Companies splurging money on data scientists without knowing how to use them, says Lenovo
Mohammed Chaara claims companies are giving vast salaries to data scientists but don't have a strategy for making effective use of their skills
Companies are splurging money to hire data scientists but do not know how to use them effectively, Lenovo has claimed.
Mohammed Chaara, director of the Customer Insight Center of Excellence, Strategy & Analytics at Lenovo, said stiff competition for data scientists is seeing companies lure them with large salaries despite having no clear idea of how best to put their talents to use.
"There is a demand for talent, and you're competing with employers who don't even know what they want to do with analytics but are willing to pay the price. So the challenge is both in supply and demand," he told the press at SAS's headquarters in North Carolina.
Chaara's comments chime with those of Jody Porrazzo, data scientist at multinational media company UBM, who told V3 at the SAS Global Forum that the only thing the business understands when it comes to data science and analytics "is that they don't understand it".
Lenovo's Chaara said that the company's analytical talent can be divided into three groups.
"We have those who have recently graduated and have done some cool internship somewhere and they usually come in with knowledge of new technologies, like Hadoop or Spark.
"Then you have these mid-level analytics experts who are very strong on data modelling in a traditional way, but who lack the business acumen to be a leader within the organisation. And, finally, you have a more business-focused group which is really limited to BI and descriptive reporting," he said.

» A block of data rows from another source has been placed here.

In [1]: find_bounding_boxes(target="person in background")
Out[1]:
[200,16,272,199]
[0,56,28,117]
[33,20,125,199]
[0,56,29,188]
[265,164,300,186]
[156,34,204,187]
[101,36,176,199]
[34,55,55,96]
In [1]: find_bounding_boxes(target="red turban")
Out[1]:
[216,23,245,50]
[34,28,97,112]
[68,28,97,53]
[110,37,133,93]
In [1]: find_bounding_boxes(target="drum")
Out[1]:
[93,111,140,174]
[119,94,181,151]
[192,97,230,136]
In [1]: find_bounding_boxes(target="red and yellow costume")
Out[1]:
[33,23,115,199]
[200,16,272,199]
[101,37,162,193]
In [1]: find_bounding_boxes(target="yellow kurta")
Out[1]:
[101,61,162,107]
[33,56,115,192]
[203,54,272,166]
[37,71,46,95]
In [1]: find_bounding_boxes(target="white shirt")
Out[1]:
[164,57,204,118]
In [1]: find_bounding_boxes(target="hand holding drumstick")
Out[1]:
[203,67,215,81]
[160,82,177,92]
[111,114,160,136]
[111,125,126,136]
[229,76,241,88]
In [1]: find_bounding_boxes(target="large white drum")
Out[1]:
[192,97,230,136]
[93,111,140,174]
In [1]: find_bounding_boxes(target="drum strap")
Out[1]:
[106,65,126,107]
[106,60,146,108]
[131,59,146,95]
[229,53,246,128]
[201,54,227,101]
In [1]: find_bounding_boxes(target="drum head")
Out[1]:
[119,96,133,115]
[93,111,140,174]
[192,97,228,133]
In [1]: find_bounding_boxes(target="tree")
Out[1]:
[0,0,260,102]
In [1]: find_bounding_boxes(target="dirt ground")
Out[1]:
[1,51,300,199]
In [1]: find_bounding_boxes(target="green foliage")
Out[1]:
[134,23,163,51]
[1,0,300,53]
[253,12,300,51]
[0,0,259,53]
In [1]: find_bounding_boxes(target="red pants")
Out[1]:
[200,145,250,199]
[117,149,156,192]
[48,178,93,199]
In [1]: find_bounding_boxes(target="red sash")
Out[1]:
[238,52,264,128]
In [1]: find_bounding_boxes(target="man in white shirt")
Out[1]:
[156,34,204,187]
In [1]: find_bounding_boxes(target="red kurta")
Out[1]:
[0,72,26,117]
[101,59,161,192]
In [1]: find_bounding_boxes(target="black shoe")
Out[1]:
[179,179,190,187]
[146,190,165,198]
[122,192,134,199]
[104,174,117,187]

Chaara suggested that a data scientist is someone who should have a working knowledge in all three of those groups, but hiring someone like that is currently a real challenge for many organisations.

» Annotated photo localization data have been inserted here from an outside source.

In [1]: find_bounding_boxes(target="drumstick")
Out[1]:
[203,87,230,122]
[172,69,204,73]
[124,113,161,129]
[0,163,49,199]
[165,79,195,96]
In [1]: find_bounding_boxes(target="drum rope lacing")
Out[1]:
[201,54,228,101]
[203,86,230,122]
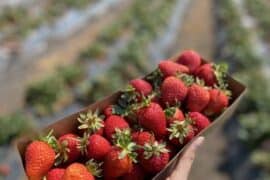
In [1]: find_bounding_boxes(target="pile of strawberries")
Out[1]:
[24,50,231,180]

To address this, Chaara said the Chinese company has organised four hubs of expertise.
"We have four centres of excellence - four hubs of analytics and multiple teams embedded into the unit. We have about 100 people who are involved with analytics and this has grown drastically over the past two to three years," he said.

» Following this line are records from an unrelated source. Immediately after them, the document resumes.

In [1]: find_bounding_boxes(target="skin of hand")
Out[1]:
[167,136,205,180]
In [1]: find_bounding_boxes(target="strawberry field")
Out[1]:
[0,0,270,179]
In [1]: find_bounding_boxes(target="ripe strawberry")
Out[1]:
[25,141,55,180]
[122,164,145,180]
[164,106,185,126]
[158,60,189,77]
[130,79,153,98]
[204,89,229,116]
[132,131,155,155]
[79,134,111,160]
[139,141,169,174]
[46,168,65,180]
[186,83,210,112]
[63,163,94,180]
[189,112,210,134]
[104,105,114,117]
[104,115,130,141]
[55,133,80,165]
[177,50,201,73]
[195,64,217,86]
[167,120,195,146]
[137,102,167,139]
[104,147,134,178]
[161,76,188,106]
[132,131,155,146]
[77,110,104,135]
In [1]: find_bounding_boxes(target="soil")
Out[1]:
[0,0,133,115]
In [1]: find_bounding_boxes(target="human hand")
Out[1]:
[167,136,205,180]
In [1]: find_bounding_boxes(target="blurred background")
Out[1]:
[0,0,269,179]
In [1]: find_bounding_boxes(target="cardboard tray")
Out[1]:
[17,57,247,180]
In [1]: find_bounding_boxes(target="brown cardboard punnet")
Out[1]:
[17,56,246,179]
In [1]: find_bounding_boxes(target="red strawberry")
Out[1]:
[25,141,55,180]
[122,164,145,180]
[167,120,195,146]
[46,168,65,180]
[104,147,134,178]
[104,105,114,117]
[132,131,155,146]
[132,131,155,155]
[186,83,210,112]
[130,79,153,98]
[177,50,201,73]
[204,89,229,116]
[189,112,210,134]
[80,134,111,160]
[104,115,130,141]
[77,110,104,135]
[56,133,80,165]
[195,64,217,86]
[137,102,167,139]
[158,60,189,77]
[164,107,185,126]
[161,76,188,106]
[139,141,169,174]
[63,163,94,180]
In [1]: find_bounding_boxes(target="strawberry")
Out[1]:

Dudley Gwaltney, group vice president and manager of analytical modelling at SunTrust Bank, also addressing the media at the SAS global event, suggested that the main skill he looks for when attempting to hire a data scientist is "intellectual curiosity".
But he admitted that this was an incredibly hard characteristic to measure, and it's not something easily found on a CV either.
Lenovo's Chaara agreed with Gwaltney and added that it was difficult to know whether a candidate has this "intellectual curiosity" in one-on-one interviews either.